Roberto sorbió un poco de aquel café tan amargo, pensativo. Informar a aquel hombre de cuanto supiera podría implicar que los jefes de la banda criminal pudieran huir de España antes de que existieran pruebas concluyentes que permitieran su detención. Y en caso de que las evidencias fueran insuficientes, seguirían residiendo en España con la tranquilidad de saber que no los incriminarían.

—Colaborar con una banda criminal es un delito gravemente penado, señor Janković.

—Existen penas mucho más dolorosas que las impuestas por los tribunales. Toda nuestra vida es una sucesión de elecciones, y cada uno de nosotros debe decidir qué escoge en cada momento. El camino que le propongo es el más conveniente para sus intereses y para los nuestros. Se lo aseguro.

Denunciar a la policía la extorsión de la que estaba siendo objeto era muy arriesgado. Joan Esteba, el inspector jefe, le había informado de que el peritaje judicial se centraba en investigar a una peligrosa trama mafiosa cuya actividad tenía ramificaciones internacionales. Un paso en falso podría suponer la muerte de su única hija. De momento era preferible seguirles el juego.

—Dejémonos de subterfugios. El bienestar de mi hija está por encima de cualquier otra consideración. En realidad, no tengo más remedio que aceptar su propuesta.

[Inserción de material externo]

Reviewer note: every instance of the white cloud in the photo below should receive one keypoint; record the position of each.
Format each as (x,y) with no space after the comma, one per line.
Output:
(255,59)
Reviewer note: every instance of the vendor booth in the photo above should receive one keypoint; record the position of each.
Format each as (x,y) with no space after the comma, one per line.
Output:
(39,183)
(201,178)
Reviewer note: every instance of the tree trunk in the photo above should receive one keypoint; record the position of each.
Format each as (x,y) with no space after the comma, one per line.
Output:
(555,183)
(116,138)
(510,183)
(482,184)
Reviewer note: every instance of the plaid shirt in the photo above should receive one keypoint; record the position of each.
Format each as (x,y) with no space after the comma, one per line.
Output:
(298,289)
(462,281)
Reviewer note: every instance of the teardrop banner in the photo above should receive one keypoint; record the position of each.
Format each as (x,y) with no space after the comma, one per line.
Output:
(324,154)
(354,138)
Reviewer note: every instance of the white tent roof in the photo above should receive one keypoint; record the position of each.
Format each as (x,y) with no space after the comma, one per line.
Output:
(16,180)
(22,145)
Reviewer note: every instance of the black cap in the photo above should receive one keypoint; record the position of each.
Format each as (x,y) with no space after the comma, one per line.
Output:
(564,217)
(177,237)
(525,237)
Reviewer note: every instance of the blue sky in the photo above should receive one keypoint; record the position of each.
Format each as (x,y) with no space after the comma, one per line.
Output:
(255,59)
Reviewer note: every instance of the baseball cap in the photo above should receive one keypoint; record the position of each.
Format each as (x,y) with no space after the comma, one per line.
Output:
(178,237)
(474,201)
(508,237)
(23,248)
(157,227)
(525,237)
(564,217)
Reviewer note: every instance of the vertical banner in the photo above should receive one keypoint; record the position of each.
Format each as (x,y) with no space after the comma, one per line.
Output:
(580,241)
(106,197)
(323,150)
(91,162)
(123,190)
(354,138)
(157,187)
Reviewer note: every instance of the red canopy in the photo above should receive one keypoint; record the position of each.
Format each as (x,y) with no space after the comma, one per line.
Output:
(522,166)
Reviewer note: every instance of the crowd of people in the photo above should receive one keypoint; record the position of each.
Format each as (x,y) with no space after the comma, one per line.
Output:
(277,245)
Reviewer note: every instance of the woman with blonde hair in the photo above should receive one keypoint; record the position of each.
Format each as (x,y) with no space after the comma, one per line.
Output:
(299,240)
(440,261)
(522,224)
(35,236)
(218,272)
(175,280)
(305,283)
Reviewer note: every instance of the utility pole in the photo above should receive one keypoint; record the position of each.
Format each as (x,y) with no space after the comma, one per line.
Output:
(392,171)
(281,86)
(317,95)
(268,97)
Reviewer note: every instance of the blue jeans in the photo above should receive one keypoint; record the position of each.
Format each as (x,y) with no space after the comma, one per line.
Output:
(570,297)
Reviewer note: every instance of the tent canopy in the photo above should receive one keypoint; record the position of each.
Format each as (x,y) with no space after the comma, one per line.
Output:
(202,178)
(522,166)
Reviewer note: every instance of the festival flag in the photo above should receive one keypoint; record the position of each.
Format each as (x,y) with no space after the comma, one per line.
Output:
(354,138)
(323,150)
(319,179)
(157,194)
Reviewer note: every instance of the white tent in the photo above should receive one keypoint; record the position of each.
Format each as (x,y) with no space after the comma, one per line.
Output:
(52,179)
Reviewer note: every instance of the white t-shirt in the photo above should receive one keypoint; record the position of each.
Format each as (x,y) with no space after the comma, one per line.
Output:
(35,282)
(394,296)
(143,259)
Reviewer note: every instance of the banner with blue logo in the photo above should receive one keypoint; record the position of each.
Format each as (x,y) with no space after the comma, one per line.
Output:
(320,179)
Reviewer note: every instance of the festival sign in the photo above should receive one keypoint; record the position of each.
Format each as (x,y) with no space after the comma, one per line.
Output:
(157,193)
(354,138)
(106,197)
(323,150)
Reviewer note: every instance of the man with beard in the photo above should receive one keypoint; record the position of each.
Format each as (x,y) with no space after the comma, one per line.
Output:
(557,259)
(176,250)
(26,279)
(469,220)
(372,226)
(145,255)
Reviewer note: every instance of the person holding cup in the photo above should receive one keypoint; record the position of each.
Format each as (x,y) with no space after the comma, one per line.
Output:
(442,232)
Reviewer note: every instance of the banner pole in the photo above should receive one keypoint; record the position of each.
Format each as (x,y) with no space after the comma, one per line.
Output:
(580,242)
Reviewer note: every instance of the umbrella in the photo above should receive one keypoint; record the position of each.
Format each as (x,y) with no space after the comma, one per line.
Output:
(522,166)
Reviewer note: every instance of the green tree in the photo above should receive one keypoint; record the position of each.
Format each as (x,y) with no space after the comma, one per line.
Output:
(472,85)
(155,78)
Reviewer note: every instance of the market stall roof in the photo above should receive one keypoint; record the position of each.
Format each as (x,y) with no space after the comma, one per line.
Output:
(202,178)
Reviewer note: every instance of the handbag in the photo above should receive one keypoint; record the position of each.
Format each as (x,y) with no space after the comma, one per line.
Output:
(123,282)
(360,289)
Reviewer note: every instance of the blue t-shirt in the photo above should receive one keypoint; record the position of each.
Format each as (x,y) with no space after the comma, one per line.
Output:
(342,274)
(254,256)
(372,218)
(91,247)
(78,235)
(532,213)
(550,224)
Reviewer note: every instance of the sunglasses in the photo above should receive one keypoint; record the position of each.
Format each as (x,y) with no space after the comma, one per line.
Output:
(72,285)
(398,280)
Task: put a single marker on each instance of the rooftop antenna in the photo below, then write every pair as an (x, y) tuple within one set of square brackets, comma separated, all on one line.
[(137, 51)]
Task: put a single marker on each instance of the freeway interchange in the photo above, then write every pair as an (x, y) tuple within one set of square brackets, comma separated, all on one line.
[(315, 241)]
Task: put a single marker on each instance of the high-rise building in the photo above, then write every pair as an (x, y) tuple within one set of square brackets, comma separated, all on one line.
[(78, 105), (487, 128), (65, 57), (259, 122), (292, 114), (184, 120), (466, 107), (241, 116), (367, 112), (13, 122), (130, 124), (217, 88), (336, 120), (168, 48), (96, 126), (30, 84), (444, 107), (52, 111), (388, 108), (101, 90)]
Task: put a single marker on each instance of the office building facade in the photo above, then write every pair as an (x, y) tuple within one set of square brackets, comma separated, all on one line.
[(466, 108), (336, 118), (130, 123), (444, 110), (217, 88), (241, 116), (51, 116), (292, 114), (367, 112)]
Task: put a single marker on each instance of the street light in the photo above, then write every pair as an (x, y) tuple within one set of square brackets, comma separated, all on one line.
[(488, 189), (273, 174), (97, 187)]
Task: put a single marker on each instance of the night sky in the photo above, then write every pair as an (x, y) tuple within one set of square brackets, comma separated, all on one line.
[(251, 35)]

—Es usted un hombre inteligente. La familia es lo primero. Lo sé porque yo formo parte de una gran familia que crece constantemente. Desde ahora es usted uno de los nuestros. Le protegeremos y velaremos para que nada malo le pase a su hija. A cambio, solo exigimos lealtad. No se le ocurra traicionarnos. Si se va de la lengua, si nos oculta información, de cualquier tipo, se arrepentirá amargamente. ¿Sabía que hay ejecuciones que duran semanas enteras? Cada día se corta un órgano de la víctima. Primero los dedos de los pies, luego los de las manos, después las orejas… No se imagina lo difícil que, en ciertas ocasiones, resulta morir…

—Si le llega a pasar algo a mi hija…

—No tiene nada de qué preocuparse. Sabemos proteger a los nuestros y pagar adecuadamente los servicios prestados —repuso el eslavo, poniendo sobre la mesa un pequeño sobre blanco.

—No quiero su dinero.

—Tal vez cambie de opinión antes de lo que se imagina. He conocido varios casos… En fin, no quiero aburrirle con mis historias, pero debe coger el sobre. Es parte del trato. Lo que haga después con el dinero es cosa suya. Puede quemarlo, tirarlo al mar, permitirse algunos caprichos o ponerlo a nombre de su hija oculto tras un trust de un paraíso fiscal.

Roberto evaluó la situación. Aquel tipo no aceptaría un no por respuesta; además, en cualquier momento, podía aparecer un compañero de trabajo y ver aquel sospechoso sobre blanco encima de la mesa. Roberto cogió el sobre y lo introdujo rápidamente en el bolsillo de su chaqueta.

Una sonrisa pareció brillar en los ojos de Dragan al despedirse.

—Es curioso: hay muchos hombres deseosos de vender su alma al diablo, pero el diablo prefiere tentar a los que se resisten a traficar con ella.

Roberto, ya a solas en la mesa, reparó en que La Vanguardia estaba abierta por la sección de necrológicas. Aquello no era un buen augurio. Si cometía un error, el nombre de su hija podía aparecer pronto en aquella sección. Angustiado, se acabó el poso de café que quedaba en su taza. Cuando iba a cerrar el periódico, un nombre llamó su atención. Leyó los apellidos del fallecido hasta tres veces. No había duda. Precipitadamente, salió a la calle, detuvo un taxi en la plaza Drassanes y se dirigió al cementerio de Les Corts.